1. Create an external verifier executable.
   - Implement it as a CLI invoked by `ATC_PROOF_EXECUTOR`.
   - Read the input JSON, run verification, and write result JSON to stdout.
   - Echo back `problem_id` and `mode` unchanged.

2. Return fields compatible with the loop: `success/stdout/stderr/duration_ms`.
   - Put failure details in `stderr`.
   - Return `success` strictly as a boolean.
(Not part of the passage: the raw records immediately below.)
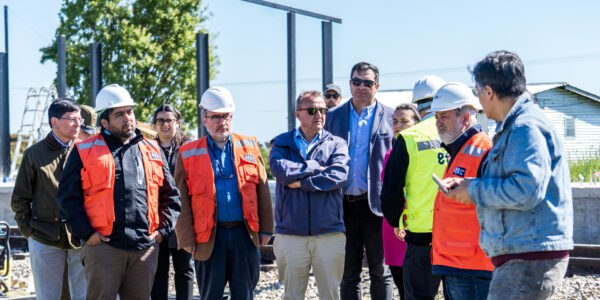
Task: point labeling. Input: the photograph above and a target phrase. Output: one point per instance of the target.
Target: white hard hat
(426, 87)
(217, 99)
(113, 96)
(454, 95)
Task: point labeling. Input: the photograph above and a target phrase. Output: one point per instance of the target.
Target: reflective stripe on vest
(200, 181)
(98, 181)
(455, 225)
(426, 157)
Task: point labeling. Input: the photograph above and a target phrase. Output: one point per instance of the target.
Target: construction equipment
(34, 123)
(5, 266)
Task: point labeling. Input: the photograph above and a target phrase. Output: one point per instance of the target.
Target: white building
(575, 114)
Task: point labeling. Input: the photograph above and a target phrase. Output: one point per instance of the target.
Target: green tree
(148, 46)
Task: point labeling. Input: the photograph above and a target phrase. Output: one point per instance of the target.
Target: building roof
(393, 98)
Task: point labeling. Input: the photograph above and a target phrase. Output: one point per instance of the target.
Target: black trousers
(419, 283)
(184, 274)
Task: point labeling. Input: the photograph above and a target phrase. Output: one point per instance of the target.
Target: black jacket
(130, 229)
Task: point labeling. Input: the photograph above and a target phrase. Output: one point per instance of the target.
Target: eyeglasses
(366, 82)
(78, 120)
(162, 121)
(313, 110)
(217, 118)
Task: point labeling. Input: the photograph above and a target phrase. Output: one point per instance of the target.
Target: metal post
(95, 71)
(291, 44)
(4, 105)
(202, 75)
(62, 77)
(327, 40)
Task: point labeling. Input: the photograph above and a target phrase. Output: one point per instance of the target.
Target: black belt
(230, 224)
(353, 198)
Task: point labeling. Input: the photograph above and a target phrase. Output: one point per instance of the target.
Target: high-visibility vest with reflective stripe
(455, 225)
(426, 156)
(200, 181)
(98, 182)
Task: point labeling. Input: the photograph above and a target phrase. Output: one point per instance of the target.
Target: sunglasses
(313, 110)
(366, 82)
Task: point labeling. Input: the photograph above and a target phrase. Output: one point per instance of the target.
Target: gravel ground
(585, 286)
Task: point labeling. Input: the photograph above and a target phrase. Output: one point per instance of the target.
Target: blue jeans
(363, 231)
(234, 259)
(459, 287)
(527, 279)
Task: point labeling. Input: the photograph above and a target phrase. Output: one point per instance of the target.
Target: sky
(558, 41)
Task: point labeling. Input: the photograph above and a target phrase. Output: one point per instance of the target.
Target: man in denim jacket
(523, 197)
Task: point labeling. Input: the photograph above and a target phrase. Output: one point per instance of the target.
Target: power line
(532, 62)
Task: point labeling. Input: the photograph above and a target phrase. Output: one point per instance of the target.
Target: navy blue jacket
(338, 123)
(316, 207)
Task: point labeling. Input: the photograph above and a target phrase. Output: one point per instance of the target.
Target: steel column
(327, 41)
(202, 76)
(4, 105)
(95, 71)
(291, 48)
(62, 77)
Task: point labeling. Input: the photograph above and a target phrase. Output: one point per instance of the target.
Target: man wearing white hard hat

3. Run in production by setting environment variables

   ```bash
   export ATC_PROOF_EXECUTOR="uv run python my_proof_executor.py"
   uv run python scripts/atc_cli.py loop --max-iterations 20
   ```

4. On poor convergence, inspect logs and align the contract.
   - Keep worker logic and prompts unchanged; only adjust verifier output.
   - Increase signal density in `stdout/stderr` to improve reproducibility.

## Operational notes

- If you unset `ATC_PROOF_EXECUTOR`, execution automatically returns to default `lake env lean` verification.
- For local/remote split deployments, enforcing `timeout_sec` in the external runtime is safer.
- The existing repair loop only needs success/failure plus diagnostics, so your proof generator can remain unchanged.